UN LIEU REMPLI D'HISTOIRE

Le Mont-de-Piété de la ville d'Avignon, ruiné par la Révolution et la Loi du 4 Pluviôse an II prescrivant les dégagements gratis, se trouvait au début du XIXe siècle, dans une situation financière déplorable. Les administrateurs eurent alors l'idée ingénieuse d'établir une nouvelle institution publique qui répondrait, à la fois, à un besoin commercial et industriel local, ainsi qu'à la nécessité de trouver de nouvelles ressources pour assurer la continuité du prêt sur gage. C'est ainsi qu'avec le soutien actif de la municipalité de Guillaume Puy, ils instituèrent et mirent en place, le 22 frimaire an 10 (12 Décembre 1801), une Condition publique des soies, appelée à connaître un développement important.

 

Durant tout le XIXe siècle et jusqu'en 1928, la Condition des Soies d'Avignon toujours administrée par le Mont-de-Piété - à la différence des autres conditions françaises (Lyon, Saint-Etienne...) gérées par les Chambres de Commerce - assurera les diverses opérations de dessiccation et de titrage recherchées par les producteurs et les négociants locaux. Le Vaucluse et les régions environnantes étaient en effet d'importantes zones de production séricicole.

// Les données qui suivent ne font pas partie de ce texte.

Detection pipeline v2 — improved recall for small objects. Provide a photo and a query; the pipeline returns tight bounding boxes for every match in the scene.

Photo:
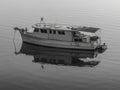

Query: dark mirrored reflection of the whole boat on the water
[16,43,103,67]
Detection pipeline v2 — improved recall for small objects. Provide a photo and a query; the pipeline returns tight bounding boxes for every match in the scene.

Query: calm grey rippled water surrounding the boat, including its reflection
[0,0,120,90]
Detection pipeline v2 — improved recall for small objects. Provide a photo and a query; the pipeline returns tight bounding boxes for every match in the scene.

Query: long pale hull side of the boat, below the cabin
[21,33,97,50]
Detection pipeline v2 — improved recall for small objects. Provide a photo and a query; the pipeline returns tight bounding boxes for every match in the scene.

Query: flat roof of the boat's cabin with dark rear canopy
[32,23,99,33]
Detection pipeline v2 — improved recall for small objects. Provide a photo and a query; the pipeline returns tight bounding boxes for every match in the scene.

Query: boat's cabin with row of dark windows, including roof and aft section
[28,23,99,43]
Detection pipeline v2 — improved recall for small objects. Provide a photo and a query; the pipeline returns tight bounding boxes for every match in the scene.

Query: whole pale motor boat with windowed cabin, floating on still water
[14,18,106,50]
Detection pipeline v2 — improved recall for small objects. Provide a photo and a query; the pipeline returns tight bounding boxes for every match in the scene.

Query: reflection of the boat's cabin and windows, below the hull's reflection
[33,56,99,67]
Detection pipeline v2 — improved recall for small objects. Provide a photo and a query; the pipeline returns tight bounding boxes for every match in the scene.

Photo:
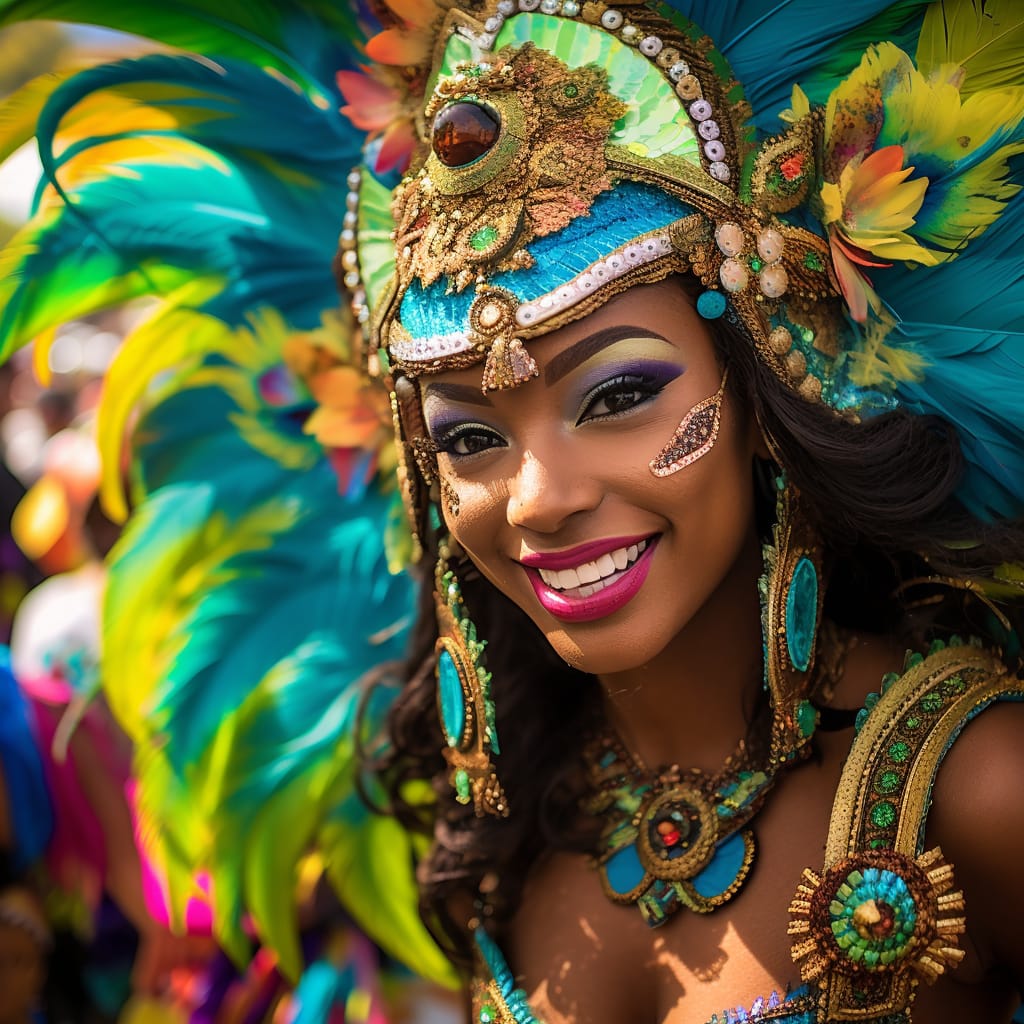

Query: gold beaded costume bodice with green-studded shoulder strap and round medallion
[472,640,1024,1024]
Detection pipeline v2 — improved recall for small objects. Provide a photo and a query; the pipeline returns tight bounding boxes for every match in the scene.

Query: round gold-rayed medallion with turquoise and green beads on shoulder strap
[788,847,966,1021]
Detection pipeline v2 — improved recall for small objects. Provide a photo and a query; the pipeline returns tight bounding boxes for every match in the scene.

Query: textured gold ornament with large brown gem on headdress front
[393,43,627,291]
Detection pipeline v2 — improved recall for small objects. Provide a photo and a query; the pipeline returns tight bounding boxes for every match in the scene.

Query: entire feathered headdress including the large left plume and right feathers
[0,0,1024,1003]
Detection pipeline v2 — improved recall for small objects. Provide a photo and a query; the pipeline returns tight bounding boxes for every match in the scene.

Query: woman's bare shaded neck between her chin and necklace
[600,532,763,771]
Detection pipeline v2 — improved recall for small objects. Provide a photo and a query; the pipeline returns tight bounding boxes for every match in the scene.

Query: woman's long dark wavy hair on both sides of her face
[372,285,1024,968]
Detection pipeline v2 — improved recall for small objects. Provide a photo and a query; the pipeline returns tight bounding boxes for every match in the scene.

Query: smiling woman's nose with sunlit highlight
[506,450,603,534]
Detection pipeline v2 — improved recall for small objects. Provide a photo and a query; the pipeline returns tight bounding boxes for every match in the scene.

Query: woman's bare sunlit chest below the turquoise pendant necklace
[506,763,838,1024]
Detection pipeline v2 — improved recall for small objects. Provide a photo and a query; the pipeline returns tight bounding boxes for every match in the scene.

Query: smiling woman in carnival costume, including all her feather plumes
[0,0,1024,1024]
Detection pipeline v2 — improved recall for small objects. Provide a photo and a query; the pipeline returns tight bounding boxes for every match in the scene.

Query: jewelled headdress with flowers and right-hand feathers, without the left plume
[344,0,1024,518]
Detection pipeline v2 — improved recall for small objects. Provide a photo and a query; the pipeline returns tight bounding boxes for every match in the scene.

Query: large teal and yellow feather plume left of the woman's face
[0,0,453,982]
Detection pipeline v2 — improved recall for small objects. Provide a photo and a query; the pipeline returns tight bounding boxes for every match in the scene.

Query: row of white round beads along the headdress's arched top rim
[458,0,732,183]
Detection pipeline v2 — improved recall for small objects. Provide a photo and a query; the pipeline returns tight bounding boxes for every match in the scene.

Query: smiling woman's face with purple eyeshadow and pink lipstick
[422,282,757,674]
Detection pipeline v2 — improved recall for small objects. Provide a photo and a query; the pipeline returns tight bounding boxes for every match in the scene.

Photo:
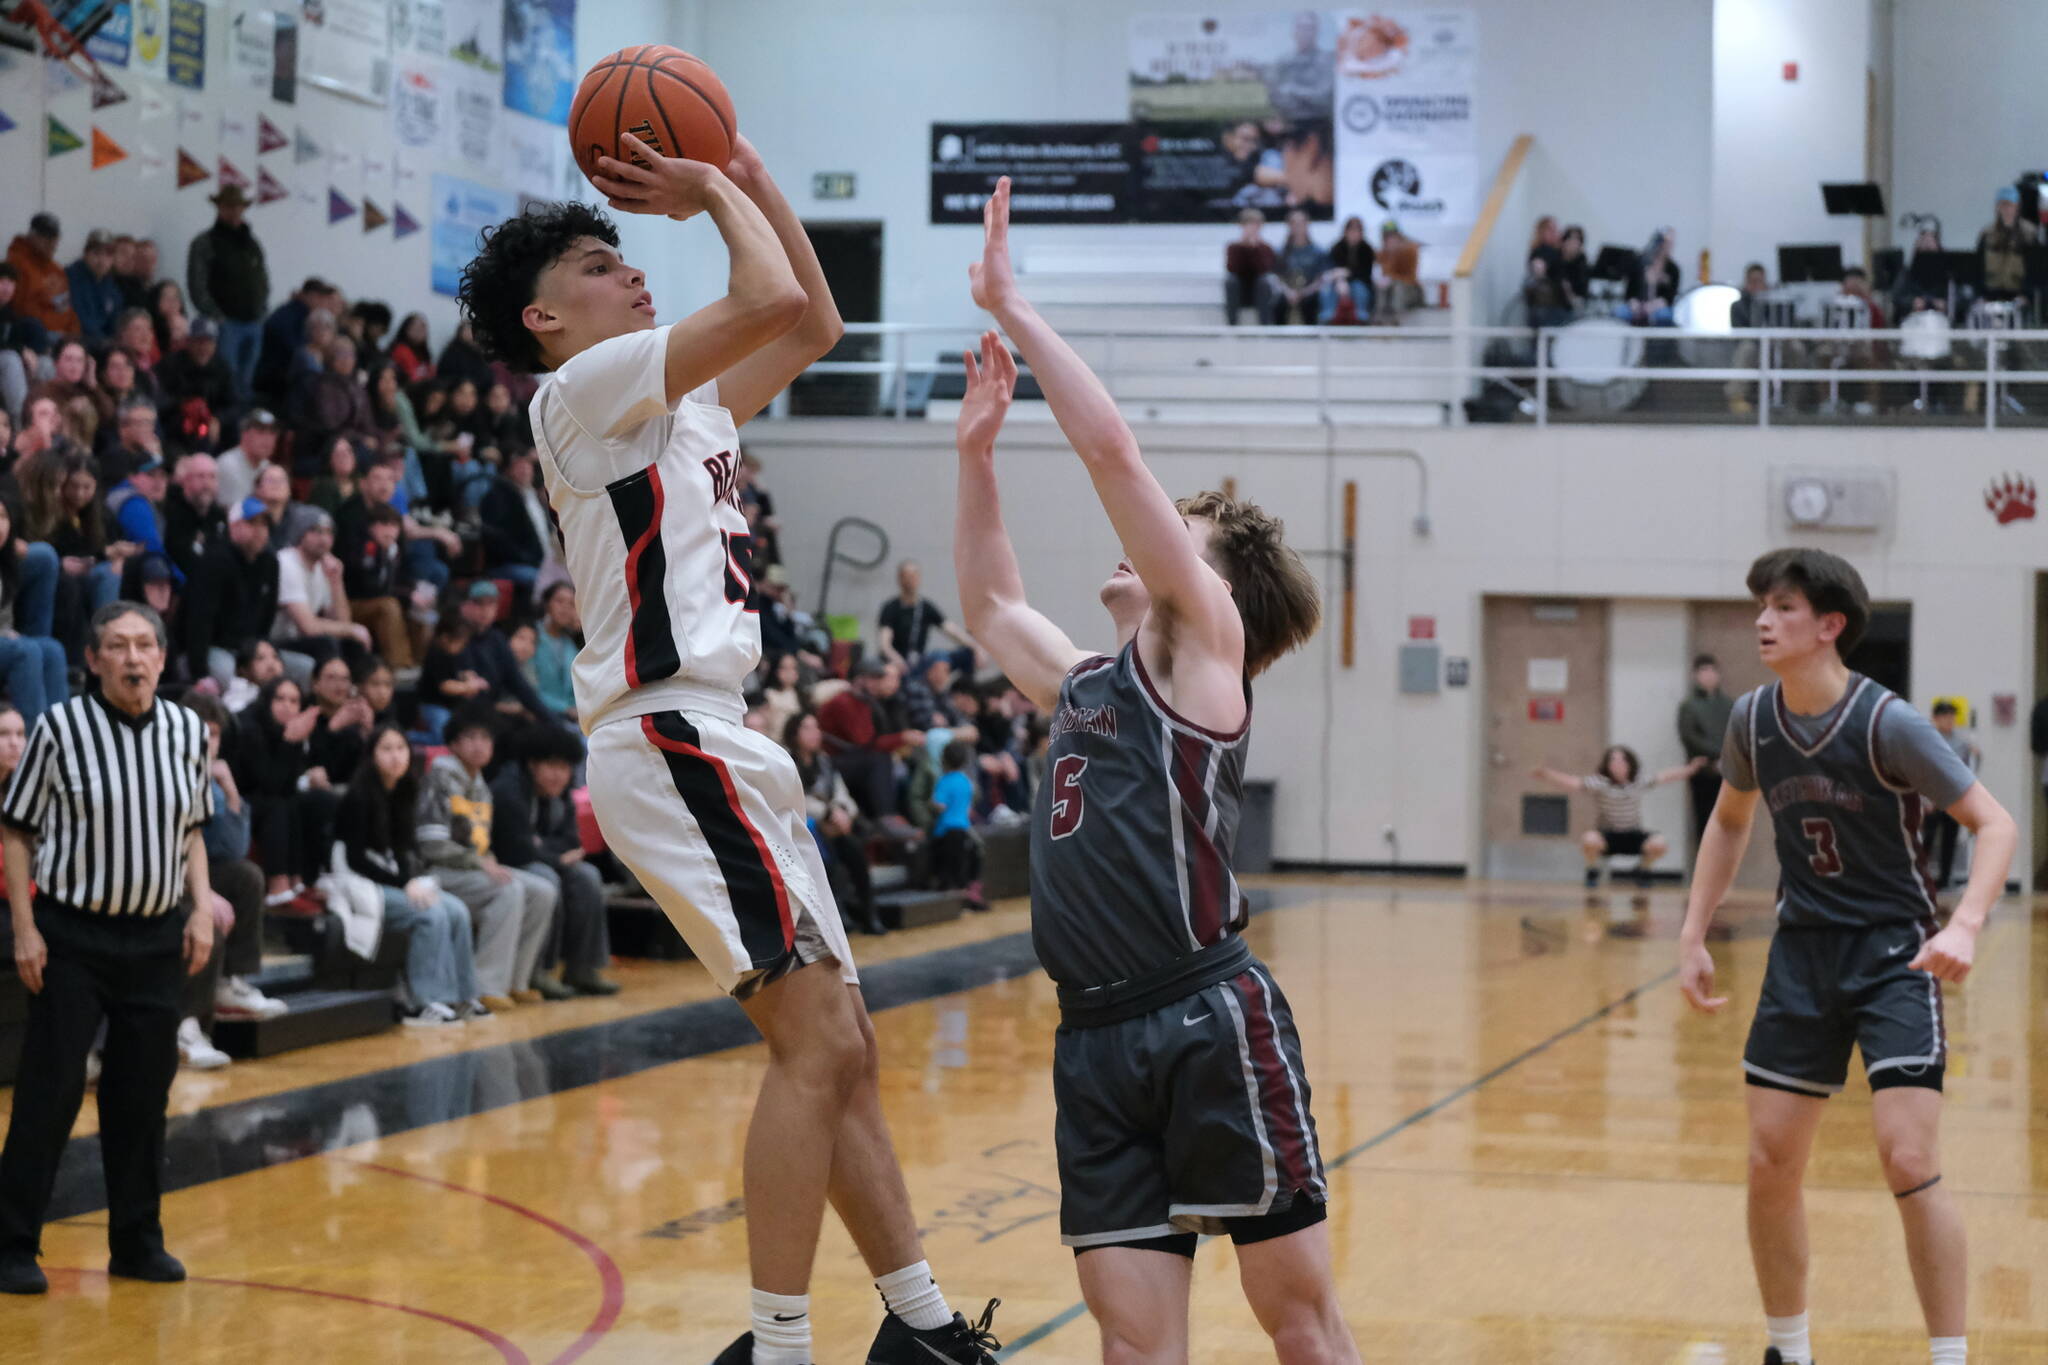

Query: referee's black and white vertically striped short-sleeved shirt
[0,692,213,915]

Ces producteurs et négociants venaient à la Condition d'Avignon pour faire établir de manière indiscutable la qualité des soies, objet de négoce. Installée primitivement dans l'ancienne Chapelle du Mont-de-Piété, la Condition des Soies s'agrandira progressivement pour aboutir au grand bâtiment orné de deux belles façades, donnant l'une sur la rue de la Croix et l'autre sur la cour du Mont-de-Piété, rue Saluces.

 

 

Qu'est-ce que le conditionnement ?

La soie est une matière qui se charge très facilement d'humidité, jusqu'à 10 à 30% de son poids. De là est venue la nécessité de déterminer le poids réel, "marchand" ou "commercial" de la soie, c'est-à-dire le poids anhydre de la matière auquel on devait rajouter environ 10% d'humidité naturelle. Pour cela, on procédait à des opérations successives de dessiccation, c'est-à-dire de dessèchement, d'échantillons de soie prélevés dans les ballots. Les matteaux de soie (écheveaux liés entre eux) étaient posés alors dans un panier métallique perforé, lui-même suspendu sans contact, à l'intérieur de la banque de dessiccation par un crochet visible sur la partie supérieure de cette banque. Un courant d'air chaud était alors envoyé dans la banque. L'opérateur vérifiait la température atteinte grâce à un thermomètre. À l'issue de chaque opération les matteaux étaient à nouveau pesés pour mesurer la quantité d'eau perdue. Était alors déterminé le poids marchand de la soie, mesure effectuée dans les règles et sans contestation possible de la part du producteur ou du négociant. Ces banques de conditionnement étaient horizontales et permettaient de traiter plusieurs matteaux simultanément. Dans le courant du XIXe siècle, Léon Talabot mit au point un nouveau système de mesure et de circulation de l'air chaud, reposant sur les mêmes principes, système perfectionné par MM. Persoz et Rogeat. Les dessiccateurs cylindriques et verticaux visibles au Musée du Mont-de-Piété et de la Condition des Soies sont des modèles - incomplets, car le système de mesure a disparu - représentatifs de cette technique.

 

Les matériels

Le décor de ces différents appareils, ornés de façades en tôle émaillée, représente des scènes de sériciculture d'inspiration orientale. Tout porte à croire que ces décors étaient réalisés par le fabricant, certainement lyonnais. Cependant, le client pouvait exiger un décor spécifique à son établissement et à sa région d'origine. C'est ainsi qu'au Musée d'Art et d'Industrie de Saint-Etienne, on peut encore voir un panneau de dessiccateur Talabot-Persoz-Rogeat, orné de l'écusson de la Ville. Le Mont-de-Piété d'Avignon, administrateur de la Condition des Soies, commanda ainsi un (ou plusieurs) modèle de dessiccateur dont les quatre faces étaient ornées de représentations religieuses : Sainte Marthe, Saint Magne, Saint Urbain, ainsi que l'Ecce Homo très souvent figuré dans les bâtiments et documents de l'institution.